Jetez les yeux sur une autre époque de civilisation : observez le propriétaire du moyen âge, le seigneur dans ses châteaux-forts et dans ses métairies, au milieu de ses serfs, de ses colons, des villes et des villages, ses tributaires à différents degrés. Cet homme était-il un capitaliste ?

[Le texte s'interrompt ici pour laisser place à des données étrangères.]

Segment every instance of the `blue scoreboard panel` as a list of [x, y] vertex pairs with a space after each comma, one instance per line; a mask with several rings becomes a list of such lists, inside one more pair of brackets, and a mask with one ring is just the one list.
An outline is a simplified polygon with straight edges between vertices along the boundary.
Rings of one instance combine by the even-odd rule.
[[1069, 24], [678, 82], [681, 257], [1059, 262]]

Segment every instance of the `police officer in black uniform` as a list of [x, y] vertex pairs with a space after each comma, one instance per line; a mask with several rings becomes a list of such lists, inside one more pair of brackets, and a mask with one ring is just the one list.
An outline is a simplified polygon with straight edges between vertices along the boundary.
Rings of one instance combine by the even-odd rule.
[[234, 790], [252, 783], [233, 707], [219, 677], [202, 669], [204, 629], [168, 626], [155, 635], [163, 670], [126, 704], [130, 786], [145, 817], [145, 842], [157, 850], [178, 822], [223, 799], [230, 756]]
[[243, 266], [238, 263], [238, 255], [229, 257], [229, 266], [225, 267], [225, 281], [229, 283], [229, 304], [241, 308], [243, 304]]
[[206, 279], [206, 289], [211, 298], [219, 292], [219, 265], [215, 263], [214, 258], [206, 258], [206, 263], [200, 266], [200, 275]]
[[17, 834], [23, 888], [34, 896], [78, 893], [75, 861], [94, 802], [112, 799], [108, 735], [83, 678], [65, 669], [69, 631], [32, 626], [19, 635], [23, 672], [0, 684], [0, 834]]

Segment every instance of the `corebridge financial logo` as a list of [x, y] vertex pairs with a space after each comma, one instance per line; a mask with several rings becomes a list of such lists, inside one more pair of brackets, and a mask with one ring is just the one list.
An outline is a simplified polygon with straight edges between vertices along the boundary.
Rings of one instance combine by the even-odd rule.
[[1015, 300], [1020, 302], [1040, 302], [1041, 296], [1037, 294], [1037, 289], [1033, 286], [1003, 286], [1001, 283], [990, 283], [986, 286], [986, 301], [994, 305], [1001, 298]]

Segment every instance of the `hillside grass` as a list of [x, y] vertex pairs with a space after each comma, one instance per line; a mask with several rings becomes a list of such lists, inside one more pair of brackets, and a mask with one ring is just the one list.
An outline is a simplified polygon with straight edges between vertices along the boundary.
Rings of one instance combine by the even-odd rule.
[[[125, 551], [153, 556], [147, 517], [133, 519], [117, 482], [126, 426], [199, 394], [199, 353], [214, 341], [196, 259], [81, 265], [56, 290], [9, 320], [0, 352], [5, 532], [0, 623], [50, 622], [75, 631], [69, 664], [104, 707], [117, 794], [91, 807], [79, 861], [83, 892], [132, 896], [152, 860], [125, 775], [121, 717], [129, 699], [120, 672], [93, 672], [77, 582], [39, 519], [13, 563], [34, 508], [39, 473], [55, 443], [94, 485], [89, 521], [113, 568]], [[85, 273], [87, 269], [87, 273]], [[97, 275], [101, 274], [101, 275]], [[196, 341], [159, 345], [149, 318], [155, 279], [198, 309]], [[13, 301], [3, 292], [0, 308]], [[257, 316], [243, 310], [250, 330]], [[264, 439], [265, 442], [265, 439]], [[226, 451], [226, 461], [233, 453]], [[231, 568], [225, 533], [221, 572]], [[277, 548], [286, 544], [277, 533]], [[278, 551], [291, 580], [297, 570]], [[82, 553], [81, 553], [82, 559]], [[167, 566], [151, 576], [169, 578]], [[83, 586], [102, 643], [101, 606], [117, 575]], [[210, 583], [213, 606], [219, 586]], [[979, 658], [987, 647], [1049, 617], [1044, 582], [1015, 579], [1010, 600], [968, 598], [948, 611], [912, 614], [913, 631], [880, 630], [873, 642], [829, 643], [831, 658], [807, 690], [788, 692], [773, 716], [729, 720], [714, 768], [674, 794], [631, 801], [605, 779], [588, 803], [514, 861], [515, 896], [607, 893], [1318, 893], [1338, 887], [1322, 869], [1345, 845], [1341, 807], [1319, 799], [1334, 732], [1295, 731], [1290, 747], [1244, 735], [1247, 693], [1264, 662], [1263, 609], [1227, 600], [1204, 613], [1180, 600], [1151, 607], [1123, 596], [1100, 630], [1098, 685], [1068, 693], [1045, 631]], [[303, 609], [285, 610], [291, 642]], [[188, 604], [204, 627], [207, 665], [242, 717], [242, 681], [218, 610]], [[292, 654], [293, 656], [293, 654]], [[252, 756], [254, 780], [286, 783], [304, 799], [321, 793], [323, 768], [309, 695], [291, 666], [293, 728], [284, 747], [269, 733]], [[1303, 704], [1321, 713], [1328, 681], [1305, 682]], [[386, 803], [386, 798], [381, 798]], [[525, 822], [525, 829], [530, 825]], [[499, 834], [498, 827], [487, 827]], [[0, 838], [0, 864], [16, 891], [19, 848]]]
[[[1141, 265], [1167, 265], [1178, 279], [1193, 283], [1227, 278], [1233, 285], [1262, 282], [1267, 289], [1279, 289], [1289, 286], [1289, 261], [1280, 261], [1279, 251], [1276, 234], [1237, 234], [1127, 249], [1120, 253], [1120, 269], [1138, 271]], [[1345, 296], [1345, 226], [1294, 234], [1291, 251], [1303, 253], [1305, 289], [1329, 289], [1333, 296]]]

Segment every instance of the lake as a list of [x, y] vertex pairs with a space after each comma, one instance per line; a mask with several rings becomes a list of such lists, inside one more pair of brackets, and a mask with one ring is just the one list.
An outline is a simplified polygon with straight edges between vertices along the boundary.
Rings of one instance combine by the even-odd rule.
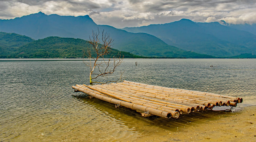
[[[255, 59], [129, 59], [119, 67], [100, 81], [116, 79], [121, 71], [127, 80], [242, 97], [237, 108], [256, 105]], [[89, 84], [89, 71], [81, 60], [2, 60], [0, 141], [133, 141], [233, 115], [209, 110], [177, 120], [142, 118], [74, 92], [72, 85]]]

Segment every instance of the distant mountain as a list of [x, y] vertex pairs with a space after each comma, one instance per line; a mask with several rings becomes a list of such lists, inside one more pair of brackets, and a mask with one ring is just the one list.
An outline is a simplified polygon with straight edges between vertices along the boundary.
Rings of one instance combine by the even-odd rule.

Il ne faut pas avoir l’idée grossière, très répandue, M. Schulze, qu’on ne vivait alors que des produits de l’agriculture ! La production était assez développée, le luxe considérable, les moyens de jouissance nombreux, variés et raffinés. Lisez, par exemple, la description que nous donne le minnesaenger, le chevalier Ulric de Lichtenstein (au treizième siècle) de la réception que lui fit sa femme dans sa chambre (kemenate) « La vierge, — dit-il dans son poème[1] — était assise sur un lit et me reçut pudiquement ; elle me souhaita la bienvenue. La gracieuse beauté portait une petite chemise et par dessus une sukenia d’écarlate[2] doublée d’hermine, son manteau était vert, et par dessous elle avait un beau tablier (Chürsen). Auprès d’elle se

  1. Ulric de Lichtenstein, Frauendienst, p. 160.
  2. Sukenia, soscania, le pardessus des femmes ordinairement très riche, tissé d’or et de soie, comp. Ducange, GIoss. s. v. soscania. En russe komnala, chambre, et en polonais suknia, robe, se sont encore conservés de nos jours.